Work is another important thing — that is, don’t do too much of it if you value your happiness. I try to take better care of myself now. Usually, this means checking notifications at half-hour intervals and gaming for a few hours at least every few days.

By Yiu-On Li 


Ah, virtual learning, a not-so-unique experience for us all, after attending online school since March of 2020. I’m currently a first-year student at UCSB, so moving away from home and taking in-person classes was a huge leap for me, considering that I’d been at home, attending online classes for around half of my high school experience. In-person school in a whole new location gave me things I had not had for a very long time: a routine, motivation, structure. Essentially, it gave me every possible improvement in my academic life. 

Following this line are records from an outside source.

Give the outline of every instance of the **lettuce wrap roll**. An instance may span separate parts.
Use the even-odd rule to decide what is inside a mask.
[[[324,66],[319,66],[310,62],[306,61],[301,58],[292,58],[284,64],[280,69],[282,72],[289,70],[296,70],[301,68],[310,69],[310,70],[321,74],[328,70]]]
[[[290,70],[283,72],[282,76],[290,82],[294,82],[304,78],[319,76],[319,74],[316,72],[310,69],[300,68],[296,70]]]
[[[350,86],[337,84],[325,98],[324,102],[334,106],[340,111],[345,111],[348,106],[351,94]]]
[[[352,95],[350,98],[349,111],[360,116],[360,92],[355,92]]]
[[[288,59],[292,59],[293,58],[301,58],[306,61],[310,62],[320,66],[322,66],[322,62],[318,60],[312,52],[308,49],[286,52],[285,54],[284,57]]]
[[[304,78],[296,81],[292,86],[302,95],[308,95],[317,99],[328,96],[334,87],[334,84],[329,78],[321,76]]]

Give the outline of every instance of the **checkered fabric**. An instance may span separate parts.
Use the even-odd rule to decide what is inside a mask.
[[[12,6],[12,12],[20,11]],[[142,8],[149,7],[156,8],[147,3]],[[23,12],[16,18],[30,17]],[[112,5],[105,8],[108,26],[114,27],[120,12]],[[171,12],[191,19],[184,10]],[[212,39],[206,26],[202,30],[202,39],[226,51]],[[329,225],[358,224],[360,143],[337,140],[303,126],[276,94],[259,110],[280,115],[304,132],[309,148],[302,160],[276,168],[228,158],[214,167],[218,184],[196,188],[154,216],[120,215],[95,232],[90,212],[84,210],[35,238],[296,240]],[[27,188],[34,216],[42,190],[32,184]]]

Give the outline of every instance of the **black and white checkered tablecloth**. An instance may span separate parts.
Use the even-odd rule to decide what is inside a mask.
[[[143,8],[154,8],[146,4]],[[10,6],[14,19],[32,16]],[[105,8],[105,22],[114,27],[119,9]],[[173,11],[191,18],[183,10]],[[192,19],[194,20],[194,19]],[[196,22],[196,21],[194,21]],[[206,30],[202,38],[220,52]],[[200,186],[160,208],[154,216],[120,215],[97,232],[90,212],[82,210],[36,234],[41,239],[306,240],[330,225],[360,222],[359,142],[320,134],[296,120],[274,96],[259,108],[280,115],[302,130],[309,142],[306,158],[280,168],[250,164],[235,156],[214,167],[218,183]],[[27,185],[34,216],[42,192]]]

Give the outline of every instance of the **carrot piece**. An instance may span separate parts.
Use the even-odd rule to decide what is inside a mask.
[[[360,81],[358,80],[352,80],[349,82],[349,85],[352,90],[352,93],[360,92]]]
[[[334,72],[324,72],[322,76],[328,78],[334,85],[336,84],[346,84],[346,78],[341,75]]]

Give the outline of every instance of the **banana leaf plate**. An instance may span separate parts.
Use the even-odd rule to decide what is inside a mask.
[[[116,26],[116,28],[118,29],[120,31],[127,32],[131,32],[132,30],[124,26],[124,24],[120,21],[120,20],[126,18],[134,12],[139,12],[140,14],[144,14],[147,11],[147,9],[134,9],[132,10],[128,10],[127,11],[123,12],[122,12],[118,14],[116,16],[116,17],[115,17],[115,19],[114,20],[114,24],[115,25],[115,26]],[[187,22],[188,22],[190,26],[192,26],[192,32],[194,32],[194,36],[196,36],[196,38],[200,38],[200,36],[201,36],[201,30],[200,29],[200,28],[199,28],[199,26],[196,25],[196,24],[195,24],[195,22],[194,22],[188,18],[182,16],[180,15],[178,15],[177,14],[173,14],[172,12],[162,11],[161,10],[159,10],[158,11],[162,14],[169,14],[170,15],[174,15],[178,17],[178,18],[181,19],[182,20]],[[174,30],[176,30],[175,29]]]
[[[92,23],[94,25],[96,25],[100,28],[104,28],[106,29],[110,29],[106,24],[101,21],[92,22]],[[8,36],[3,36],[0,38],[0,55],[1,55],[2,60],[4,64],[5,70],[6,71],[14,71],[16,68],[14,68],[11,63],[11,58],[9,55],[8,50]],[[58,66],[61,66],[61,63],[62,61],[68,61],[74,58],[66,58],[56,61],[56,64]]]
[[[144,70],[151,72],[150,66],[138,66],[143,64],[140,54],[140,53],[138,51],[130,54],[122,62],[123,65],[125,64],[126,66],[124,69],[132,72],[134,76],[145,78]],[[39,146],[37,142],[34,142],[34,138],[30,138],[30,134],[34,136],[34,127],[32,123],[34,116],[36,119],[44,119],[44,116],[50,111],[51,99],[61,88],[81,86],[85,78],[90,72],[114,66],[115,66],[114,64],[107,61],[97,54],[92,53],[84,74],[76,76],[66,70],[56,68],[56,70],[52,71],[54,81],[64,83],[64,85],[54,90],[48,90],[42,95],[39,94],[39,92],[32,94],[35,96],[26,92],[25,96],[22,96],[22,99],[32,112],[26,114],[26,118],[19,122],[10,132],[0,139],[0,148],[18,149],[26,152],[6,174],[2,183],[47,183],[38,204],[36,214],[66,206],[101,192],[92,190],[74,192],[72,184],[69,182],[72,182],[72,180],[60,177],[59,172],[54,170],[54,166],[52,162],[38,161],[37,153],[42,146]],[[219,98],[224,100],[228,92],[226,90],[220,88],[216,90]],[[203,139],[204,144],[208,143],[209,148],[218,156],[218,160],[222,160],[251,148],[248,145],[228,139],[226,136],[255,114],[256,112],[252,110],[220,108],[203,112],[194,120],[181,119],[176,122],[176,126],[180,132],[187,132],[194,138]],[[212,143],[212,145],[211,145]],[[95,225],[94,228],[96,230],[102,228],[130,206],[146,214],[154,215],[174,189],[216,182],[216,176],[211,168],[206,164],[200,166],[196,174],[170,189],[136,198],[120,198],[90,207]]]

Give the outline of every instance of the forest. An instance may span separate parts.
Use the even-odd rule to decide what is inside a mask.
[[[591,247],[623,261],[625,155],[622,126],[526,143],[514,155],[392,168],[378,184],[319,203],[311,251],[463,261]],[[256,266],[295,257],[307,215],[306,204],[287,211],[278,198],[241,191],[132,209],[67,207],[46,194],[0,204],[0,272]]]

Now, I’ve been engaging in virtual learning at UCSB for almost half of the winter quarter, and I’m not going to lie — it’s been comfortable. Not great, but comfortable. No more walking from San Rafael to Phelps Hall at 7:30 in the morning. Instead, I rushedly click on a Zoom link at 7:59 a.m. I treasure the luxury of an extra hour of sleep. 

On the flip side, I do end up needing to rewatch lectures. Regardless of if I attend them or not, I require the extra watch to absorb the material. In person, I wouldn’t dare check my phone during class, but online I find that I give in. To be honest, that’s more of a “me problem,” but it’s the truth. There is a noticeable decline in my productivity when my schooling is virtual. 

Overall, I’m anticipating my return to campus and in-person classes, so I can get focused just in time for the midterm season.